Utah Copper Company

Bingham Canyon, UT

(Associated names include Boston Consolidated Co., Kennecott Corporation, Magna Mill, Copperton, Garfield Smelter, Bingham Open Pit Mine, Bingham Canyon Mine, Bingham Copper Mine)

http://www.miningartifacts.org/Utah-Mines.html

 http://robertgoble.blogspot.com/2012/06/transit-of-venus-viewed-from-skull.html

Jobsite

Utah Copper Company became a significant mining operation in Bingham Canyon beginning in the early 1900s.  One of the owners, Daniel Jackling, made the early decision to use open-pit mining, steam shovels and the railroad as a way to mine low-grade porphyry copper.  His decision to use open-pit mining has been attributed to its success.  As occurred with many mining companies located in the canyon, Utah Copper Company was eventually acquired by Kennecott Corporation and became part of what is now considered to be the largest open-pit copper mine in the world.

Address or general location

Bingham Canyon, Utah

Details

In 1903, Daniel C. Jackling and Enos A. Wall founded the Utah Copper Company which mined low-grade prophyry copper ore at Bingham Canyon using open-pit mining.  Along with American Smelting & Refining Company (ASARCO), the Utah Copper Company built the Garfield Smelter.  Additionally, the Utah Copper Company built the Magna Mill at Copperton.  In 1906, Utah Copper Company merged with Boston Consolidated Mining Company, and, in 1936, Kennecott Corporation purchased Utah Copper Company.  For a good part of its history, the area mined by the Utah Copper Company was still referred to as “Utah Copper” even after it was purchased by Kennecott Corporation.  

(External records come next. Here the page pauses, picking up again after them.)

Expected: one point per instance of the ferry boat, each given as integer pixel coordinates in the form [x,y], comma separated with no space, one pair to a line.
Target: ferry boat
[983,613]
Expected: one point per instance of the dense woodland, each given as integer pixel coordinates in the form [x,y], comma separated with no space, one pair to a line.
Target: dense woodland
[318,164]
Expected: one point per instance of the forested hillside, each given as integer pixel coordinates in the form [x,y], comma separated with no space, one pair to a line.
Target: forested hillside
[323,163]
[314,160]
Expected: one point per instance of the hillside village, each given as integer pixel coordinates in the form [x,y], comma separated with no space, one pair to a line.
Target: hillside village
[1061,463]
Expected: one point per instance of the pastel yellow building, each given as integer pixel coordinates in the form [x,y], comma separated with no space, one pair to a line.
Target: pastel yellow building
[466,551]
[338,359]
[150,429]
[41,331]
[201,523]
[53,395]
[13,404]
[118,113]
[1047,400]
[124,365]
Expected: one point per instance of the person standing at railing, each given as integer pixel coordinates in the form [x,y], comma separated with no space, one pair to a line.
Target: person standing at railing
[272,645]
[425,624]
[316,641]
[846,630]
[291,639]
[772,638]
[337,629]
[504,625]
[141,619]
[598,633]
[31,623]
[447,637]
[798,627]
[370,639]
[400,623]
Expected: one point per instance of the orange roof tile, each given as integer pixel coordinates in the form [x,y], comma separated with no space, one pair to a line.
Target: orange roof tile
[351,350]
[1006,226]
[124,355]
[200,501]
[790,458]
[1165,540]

As part of the Bingham Canyon area in the Oquirrh Mountains west of Salt Lake City, Utah, the property near Utah Copper was settled by those who worked at the mines and mills until expansion required some of the communities to relocate.  In particular, employees of Utah Copper Company often lived in Garfield.  In 1956, Kennecott sold the Garfield homes to their residents and moved them to other locations in the Salt Lake Valley as the mine continued to expand.  The property formerly owned by Utah Copper Company is now a part of the very large, open-pit mine owned by Kennecott Corporation (now Rio Tinto) which is believed to be the largest in the world.